THE bright young stars of the blues made a bank holiday bee-line for Burnley and made Saturday night one to remember.

The Burnley blues festival may be a much pared down version of what it used to be but the quality and enjoyment factor was higher than ever.

Just four acts took to the Mechanics main stage, each carefully selected to bring something different to the party – and all representing the future of the blues.

Opening the event was Chantel McGregor, something of a blues prodigy whose powerhouse set combined touches of immense subtlety with extraordinary technique – boy can this girl play a guitar.

Aynsley Lister brought together a wonderfully balanced set spanning rock, blues and even a little country thrown in for good measure.

His encore of Prince’s Purple Rain was worth the admission alone.

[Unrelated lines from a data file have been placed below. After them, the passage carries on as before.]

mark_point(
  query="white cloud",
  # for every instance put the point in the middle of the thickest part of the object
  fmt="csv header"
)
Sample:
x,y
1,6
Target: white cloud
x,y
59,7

Todd Sharpville arrived at Burnley with the news that he had been nominated for a fifth British blues award, and it was easy to see why.

Forget all the hype that surrounds him being the son of a viscount, Sharpville is a blues musician to his roots laying down some fierce licks and keen eye for an good lyric.

Such was the quality of the line-up that any one of the four artists could have been a headliner in their own right.

But the honour went to the only American act of the night, Bernard Allison, and he turned in something truly special.

With a superb band behind him it was a memorable set from start to finish.

Bernard, son of legendary bluesman Luther Allison, was showman, guitar virtuoso and bandleader all-in-one.

With elements of Hendrix, some funk and even a Michael Jackson bass line thrown in for good measure this was a genuinely showstopping performance.

The backbone of the festival, the fringe, held over four days, at the likes of the Bridge Inn, Talbot Hotel and Coach and Horses, also provided a perfect counterpoint to the Mechanics fare.

For anyone with a musical soul, Burnley’s annual festival delivered the goods – and more.